Cryptojacking is a more insidious, and less obvious, method used to make money from a website’s visitors.
With the boom in Bitcoin, Ethereum and other cryptocurrencies throughout 2017 and early 2018, “mining” for these cryptocurrencies became rather popular.
The basic premise surrounding cryptocurrencies is relatively simple: cryptocurrencies use algorithms to “solve” transactions contained in a large file called a public ledger. In exchange for providing your computing power, you are rewarded a small amount of cryptocurrency as a reward.
This process is known as “mining”, and requires some specialised hardware in order for the process to be cost effective. An Application Specific Integrated Circuit (ASIC) miner would mine cryptocurrencies relatively efficiently, but would set you back at least R10 000 each. Many cryptominers resorted to graphics processors to do the heavy computational lifting required to mine cryptocurrencies, building mining-specific computers containing as many as eight of these graphics cards.
In addition to the capital costs, the mining process draws a lot of power, and a major portion of cryptocurrency mining profits is spent on the running expenses, including power.
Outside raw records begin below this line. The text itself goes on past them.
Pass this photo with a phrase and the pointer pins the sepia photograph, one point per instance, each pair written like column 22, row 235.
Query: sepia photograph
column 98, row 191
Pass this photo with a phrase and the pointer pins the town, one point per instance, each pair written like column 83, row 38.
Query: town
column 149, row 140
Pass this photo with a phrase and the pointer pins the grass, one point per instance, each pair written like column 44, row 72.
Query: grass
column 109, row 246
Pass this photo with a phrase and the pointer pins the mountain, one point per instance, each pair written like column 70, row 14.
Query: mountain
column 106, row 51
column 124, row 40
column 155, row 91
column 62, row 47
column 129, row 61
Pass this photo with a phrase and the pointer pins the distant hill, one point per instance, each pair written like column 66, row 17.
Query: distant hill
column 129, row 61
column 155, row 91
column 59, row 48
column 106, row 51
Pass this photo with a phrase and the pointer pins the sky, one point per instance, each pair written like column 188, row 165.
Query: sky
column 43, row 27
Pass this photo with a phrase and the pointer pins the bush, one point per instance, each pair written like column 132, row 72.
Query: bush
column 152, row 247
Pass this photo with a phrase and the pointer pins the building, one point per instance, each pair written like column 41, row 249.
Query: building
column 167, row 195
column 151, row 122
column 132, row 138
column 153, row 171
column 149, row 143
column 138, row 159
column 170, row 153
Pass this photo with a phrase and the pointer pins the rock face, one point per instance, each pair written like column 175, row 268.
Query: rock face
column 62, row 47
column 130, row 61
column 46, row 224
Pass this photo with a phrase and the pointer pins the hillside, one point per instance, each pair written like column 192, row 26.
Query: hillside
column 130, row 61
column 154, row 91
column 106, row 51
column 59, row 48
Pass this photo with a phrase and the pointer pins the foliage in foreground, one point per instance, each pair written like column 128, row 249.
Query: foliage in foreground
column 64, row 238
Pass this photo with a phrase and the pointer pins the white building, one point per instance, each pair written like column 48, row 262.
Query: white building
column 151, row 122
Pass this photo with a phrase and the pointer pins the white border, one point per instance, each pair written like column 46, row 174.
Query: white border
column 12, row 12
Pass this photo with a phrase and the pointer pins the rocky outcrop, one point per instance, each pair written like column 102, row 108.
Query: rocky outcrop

But what if you could circumvent using your own processors or electricity in order to mine cryptocurrency?
This is exactly what at least one misinformation website, www.breeknuusza.co.za, did. The site is linked to the same owner of the HIN News website, which a News24 investigation found was created by Elvis Udofia.
When first encountering the website, it was peculiar to note the lack of overt advertising on the site. The content of the site wasn’t political in nature, and it was hard to understand why its owners would go through the effort of maintaining the site without any reward.
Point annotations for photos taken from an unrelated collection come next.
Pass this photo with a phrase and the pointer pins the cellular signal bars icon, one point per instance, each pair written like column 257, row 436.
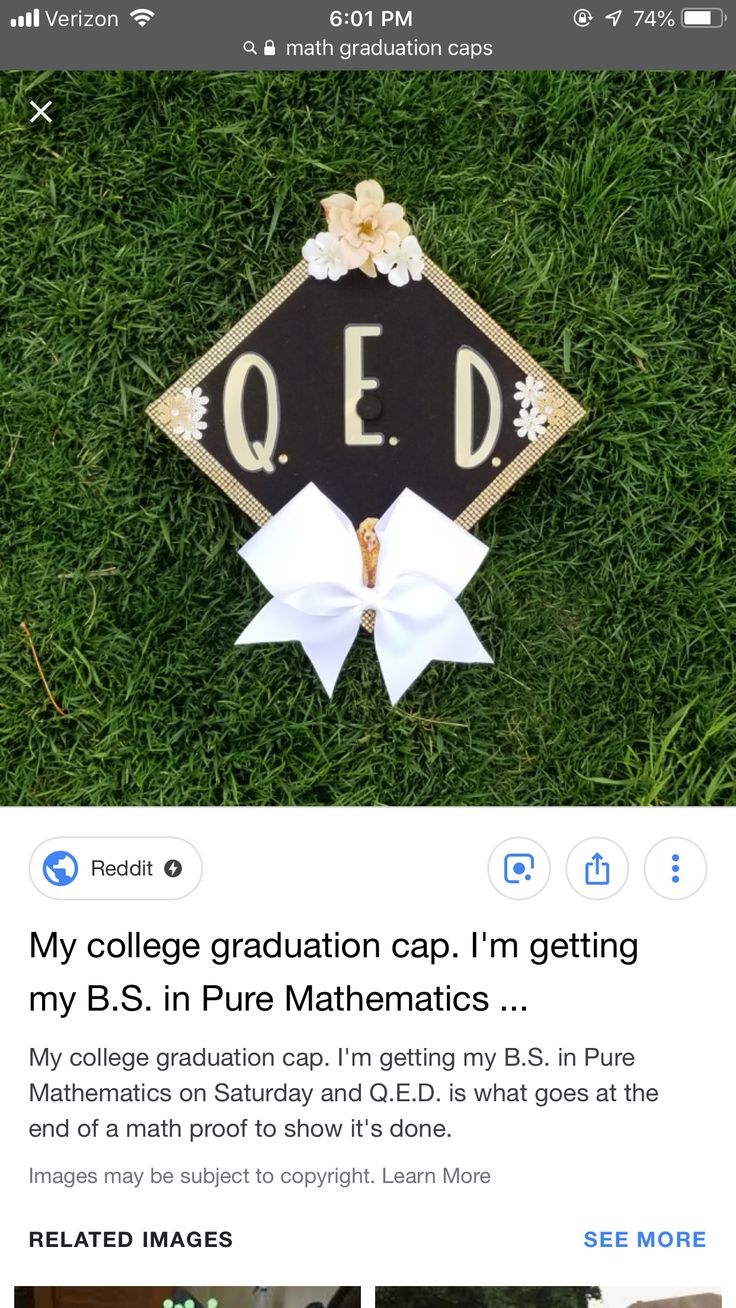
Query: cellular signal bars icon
column 30, row 18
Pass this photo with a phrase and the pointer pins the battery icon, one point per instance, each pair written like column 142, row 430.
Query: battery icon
column 702, row 18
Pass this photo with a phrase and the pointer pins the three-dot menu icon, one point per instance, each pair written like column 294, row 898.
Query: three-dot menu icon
column 675, row 867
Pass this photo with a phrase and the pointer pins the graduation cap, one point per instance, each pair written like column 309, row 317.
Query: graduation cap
column 366, row 372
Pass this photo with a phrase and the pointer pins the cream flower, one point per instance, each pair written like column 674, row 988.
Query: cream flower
column 400, row 259
column 324, row 257
column 362, row 224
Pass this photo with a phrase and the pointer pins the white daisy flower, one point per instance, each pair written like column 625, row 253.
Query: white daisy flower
column 400, row 259
column 531, row 424
column 190, row 427
column 187, row 411
column 528, row 393
column 196, row 399
column 324, row 257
But the source code of the website contained some clues. The website contained a snippet of code that mined cryptocurrency in the background while you are visiting the site. This only became evident when the laptop used during the investgation heated up as a result of the mining conducted in the background.
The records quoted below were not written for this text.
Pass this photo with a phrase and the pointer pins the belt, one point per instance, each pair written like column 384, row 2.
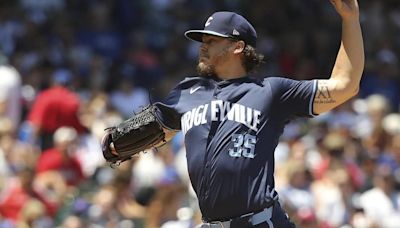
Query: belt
column 243, row 221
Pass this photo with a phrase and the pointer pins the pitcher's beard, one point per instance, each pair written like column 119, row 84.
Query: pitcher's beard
column 205, row 70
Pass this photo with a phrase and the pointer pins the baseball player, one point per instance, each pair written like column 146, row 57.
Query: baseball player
column 232, row 122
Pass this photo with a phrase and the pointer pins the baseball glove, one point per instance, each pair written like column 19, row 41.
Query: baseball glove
column 140, row 132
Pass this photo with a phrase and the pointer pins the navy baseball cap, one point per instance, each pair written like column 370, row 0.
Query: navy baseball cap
column 227, row 25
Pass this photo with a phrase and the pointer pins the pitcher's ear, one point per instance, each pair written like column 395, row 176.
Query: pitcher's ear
column 239, row 47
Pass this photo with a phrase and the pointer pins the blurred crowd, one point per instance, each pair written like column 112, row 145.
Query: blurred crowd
column 70, row 69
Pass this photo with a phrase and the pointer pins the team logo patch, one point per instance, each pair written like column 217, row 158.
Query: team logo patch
column 208, row 22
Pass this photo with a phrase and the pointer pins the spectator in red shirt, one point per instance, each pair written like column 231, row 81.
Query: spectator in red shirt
column 61, row 157
column 55, row 107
The code itself was cleverly hidden on a sidebar area of the website, using a block that was 0 pixels wide, rendering it effectively invisible.
The code was identified as a utility called Gridcash, which enables a website to use the processing power of visitors to the website in order to mine cryptocurrency. This is done without a user’s knowledge or consent.
At any given moment, a computer’s processor is operating at only a fraction of its full capacity. Gridcash, and other similiar programs, hijack this “free” processing power to mine cryptocurrency in the background, in a process also known as “cryptojacking”.
This places additional strain on that user’s computer, increases the heat and noise it generates and will inevitably result in decreased lifespan of the hardware inside the computer. In addition to this, the user will also be required to pay for the increased power usage while the website was mining away in the background.
Although the mining capability per visitor is tiny compared to a dedicated cryptocurrency rig, the sheer volume of visitors compensates for the lower processing power. It also has the added benefit of not requiring you to pay for expensive mining hardware or power bills.